National Lampoon's Vacation
What parents need to know
Parents Need to Know
Parents need to know that this film's humor relies mostly on innuendo. While drug use and sex are never seen, they're very frequently implied and are generally the butt of jokes. The father of this family comes close to cheating on his wife but doesn't succeed and realizes that he loves his wife. Like every other social taboo this film encounters, the father's almost cheating is treated as a joke, as he is rather inept at it.
What's the story?
Poor Clark Griswald (Chevy Chase), nothing seems to go right for him and his dream vacation, a road trip from Chicago to California's Walley World amusement park. Things go wrong from the start when a slick car salesman played by Eugene Levy, convinces Clark to settle for a wood paneled puke green station wagon dubbed, "The Family Truckster" ("You think you hate it now, but just wait until you drive it"). On the road, anything that can go wrong does go wrong. Aunt Edna dies in the car, the dog pees on the picnic basket, and the credit cards get cancelled. Meanwhile a hot blonde in a red hot Ferrari (Christy Brinkley) flirts with Clark leading almost to the demise of his marriage. With the family's bond barely intact, they arrive at their final destination only to find the home of Marty Moose closed for repairs.
Is it any good?
NATIONAL LAMPOON'S VACATION is a classic comedy, and though this is R rated, it comes off tame by today's standards. Even kids who didn't grow up with Chevy Chase will enjoy watching him plays his usual deadpan character.

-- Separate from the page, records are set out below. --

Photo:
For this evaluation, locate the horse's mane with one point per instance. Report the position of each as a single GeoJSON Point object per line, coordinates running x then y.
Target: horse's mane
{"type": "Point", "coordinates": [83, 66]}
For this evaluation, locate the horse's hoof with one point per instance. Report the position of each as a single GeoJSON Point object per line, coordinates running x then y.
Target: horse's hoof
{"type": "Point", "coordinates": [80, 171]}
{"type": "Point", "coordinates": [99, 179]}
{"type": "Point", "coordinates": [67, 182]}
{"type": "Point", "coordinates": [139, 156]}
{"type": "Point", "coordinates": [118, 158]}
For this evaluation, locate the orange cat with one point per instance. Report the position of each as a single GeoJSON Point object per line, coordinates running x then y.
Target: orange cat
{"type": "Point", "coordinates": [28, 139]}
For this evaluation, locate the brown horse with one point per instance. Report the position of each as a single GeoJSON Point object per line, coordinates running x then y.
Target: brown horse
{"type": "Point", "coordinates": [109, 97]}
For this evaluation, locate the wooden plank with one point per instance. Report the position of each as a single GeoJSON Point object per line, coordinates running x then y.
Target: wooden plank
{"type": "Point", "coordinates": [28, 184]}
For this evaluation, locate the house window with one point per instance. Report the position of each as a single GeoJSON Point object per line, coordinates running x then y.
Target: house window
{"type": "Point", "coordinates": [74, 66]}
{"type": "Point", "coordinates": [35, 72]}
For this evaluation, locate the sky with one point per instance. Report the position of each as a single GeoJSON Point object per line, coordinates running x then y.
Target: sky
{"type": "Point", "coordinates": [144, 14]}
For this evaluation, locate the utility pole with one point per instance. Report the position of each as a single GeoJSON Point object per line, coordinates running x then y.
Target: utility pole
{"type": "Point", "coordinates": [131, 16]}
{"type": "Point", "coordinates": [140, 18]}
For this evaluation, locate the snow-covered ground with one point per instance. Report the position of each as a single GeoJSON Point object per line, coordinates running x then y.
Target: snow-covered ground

Families can talk about...
Families can talk about comedies. How can a dead dog -- or a dead old lady -- be funny? Can you think of other popular movies that turn disgusting and depraved situations into laughs -- or at least try to? How far can filmmakers push it before they've crossed the line into true tasteless territory? Who do you think most of these movies are targeted to? How do you know?